In the third embodiment of the present invention, as shown in FIGS. 7 and 8, the diameter C of the implant root 111 is 5.25 mm, the number of the spiral grooves 131 is 4, and therefore the ratio between the diameter C of the implant root 111 of the implant 101 and the number of the spiral grooves 131 is 1.3125.

Referring to FIG. 9, different sizes of implants 10, 100, 101 having different numbers of spiral grooves 13, 130, 131 can be driven into respective drill holes 21 that are made by osteotomy in the dental bone 20 at different bone width locations. Subject the design of the spiral grooves 13, 130, 131 and arc top 15, the applied bone growth powder/biomedical filler 22 is simultaneously pushed into place.

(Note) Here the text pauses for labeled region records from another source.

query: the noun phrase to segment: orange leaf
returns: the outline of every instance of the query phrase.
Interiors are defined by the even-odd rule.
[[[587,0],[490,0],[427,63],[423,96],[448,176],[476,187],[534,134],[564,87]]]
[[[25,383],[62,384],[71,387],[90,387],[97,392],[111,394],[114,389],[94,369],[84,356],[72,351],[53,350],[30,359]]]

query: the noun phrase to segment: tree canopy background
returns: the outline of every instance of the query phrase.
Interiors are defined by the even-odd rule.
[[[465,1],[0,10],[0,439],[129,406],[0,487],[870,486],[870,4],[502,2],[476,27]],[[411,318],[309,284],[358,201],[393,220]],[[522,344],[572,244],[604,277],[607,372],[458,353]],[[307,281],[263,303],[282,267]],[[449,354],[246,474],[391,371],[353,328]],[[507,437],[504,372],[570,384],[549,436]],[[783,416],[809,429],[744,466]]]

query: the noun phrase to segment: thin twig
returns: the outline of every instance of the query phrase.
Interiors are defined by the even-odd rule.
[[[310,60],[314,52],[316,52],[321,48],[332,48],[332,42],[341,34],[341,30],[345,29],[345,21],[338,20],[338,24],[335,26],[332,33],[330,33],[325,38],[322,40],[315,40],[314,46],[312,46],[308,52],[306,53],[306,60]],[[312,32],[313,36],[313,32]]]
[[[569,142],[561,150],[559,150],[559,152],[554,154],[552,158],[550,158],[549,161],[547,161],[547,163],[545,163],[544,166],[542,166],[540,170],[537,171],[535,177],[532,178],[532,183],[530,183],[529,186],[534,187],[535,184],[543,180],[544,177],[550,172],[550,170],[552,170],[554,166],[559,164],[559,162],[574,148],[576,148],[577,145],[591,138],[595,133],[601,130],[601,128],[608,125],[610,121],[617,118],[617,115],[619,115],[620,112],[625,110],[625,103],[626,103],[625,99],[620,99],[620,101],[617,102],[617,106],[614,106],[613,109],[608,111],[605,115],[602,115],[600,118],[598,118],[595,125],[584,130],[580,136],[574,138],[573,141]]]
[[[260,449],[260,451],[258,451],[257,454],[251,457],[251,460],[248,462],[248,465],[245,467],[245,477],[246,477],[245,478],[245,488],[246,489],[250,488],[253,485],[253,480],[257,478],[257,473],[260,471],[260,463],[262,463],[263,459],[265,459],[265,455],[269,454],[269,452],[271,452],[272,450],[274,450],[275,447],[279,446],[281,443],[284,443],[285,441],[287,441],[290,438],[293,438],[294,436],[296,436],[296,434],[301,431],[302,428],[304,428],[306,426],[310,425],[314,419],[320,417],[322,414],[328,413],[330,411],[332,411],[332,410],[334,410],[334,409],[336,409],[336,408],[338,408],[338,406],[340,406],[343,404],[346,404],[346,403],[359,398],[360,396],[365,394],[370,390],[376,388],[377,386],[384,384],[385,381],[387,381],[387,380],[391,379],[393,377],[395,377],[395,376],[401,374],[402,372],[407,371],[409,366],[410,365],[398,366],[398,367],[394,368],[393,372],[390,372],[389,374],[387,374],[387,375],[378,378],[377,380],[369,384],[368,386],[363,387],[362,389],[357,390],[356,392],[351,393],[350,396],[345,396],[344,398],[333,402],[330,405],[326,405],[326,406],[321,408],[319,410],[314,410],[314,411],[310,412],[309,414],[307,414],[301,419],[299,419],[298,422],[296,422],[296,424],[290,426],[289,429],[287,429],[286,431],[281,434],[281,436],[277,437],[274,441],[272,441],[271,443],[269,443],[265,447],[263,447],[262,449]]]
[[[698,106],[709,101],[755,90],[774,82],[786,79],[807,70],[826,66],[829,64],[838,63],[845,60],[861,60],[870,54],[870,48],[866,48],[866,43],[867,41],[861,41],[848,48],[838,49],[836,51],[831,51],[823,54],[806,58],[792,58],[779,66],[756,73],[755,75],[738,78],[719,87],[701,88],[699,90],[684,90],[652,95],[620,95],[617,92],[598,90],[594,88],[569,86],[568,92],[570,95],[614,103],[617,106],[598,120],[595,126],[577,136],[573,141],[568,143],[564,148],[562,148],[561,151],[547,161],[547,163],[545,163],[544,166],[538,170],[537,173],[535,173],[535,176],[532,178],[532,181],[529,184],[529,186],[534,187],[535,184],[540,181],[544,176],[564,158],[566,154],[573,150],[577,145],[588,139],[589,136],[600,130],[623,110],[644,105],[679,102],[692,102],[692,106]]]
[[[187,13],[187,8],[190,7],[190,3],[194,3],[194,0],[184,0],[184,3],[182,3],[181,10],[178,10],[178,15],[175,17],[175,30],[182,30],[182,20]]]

Referring to FIG. 10, an implant 102 in accordance with a fourth embodiment of the present invention is shown. In this fourth embodiment, the positioning thread 120 and the spiral grooves 1300 extend in reversed directions, i.e., if the positioning thread 120 shown in the drawing extends spirally downwardly in clockwise direction, the spiral groove 1300 extends spirally downwardly in counter-clockwise direction. Thus, when driving the implant 102 into the dental bone, the positioning thread 120 imparts a further propelling force in the direction of the implantation.

The implants 10, 100, 101 have different numbers of spiral grooves 13, 130, 131 and can be installed in the dental bone at different bone width locations to provide different numbers of spiral channels and cutting edges 14, facilitating quick and accurate implant positioning and bone growth powder/biomedical filler propelling, and assuring a high level of implant reliability.

Although particular embodiments of the invention have been described in detail for purposes of illustration, various modifications and enhancements may be made without departing from the spirit and scope of the invention. Accordingly, the invention is not to be limited except as by the appended claims.

Claims

1. An implant, comprising an implant base having a predetermined diameter, a positioning thread spirally upwardly extended around the periphery thereof and gradually reducing in width in direction from said implant root toward an opposing top side thereof to form a gum-drilling structure, a plurality of spiral grooves equiangularly and upwardly extending around the periphery thereof across said positioning thread to form a plurality of cutting edges at the positioning thread at different elevations, and an arc top located at the top side thereof, the ratio between the diameter of said implant root and the number of said spiral grooves being in the range of 1.2˜2.0.

2. The implant as claimed in claim 1, wherein the diameter of said implant root is in the range of 3˜7 mm; the number of said spiral grooves is within 2˜4.

3. The implant as claimed in claim 1, wherein the diameter of said implant root is 3.75 mm, the number of said spiral grooves is 2, and therefore the ratio between the diameter of said implant root and the number of said spiral grooves is 1.875.

4. The implant as claimed in claim 1, wherein the diameter of said implant root is 4.5 mm, the number of said spiral grooves is 3, and therefore the ratio between the diameter of said implant root and the number of said spiral grooves is 1.5.

5. The implant as claimed in claim 1, wherein the diameter of said implant root is 5.25 mm, the number of said spiral grooves is 4, and therefore the ratio between the diameter of said implant root and the number of said spiral grooves is 1.3125.

6. The implant as claimed in claim 1, wherein said positioning thread and said spiral groove extend in the same direction.

7. The implant as claimed in claim 1, wherein said positioning thread and said spiral groove extend in reversed directions.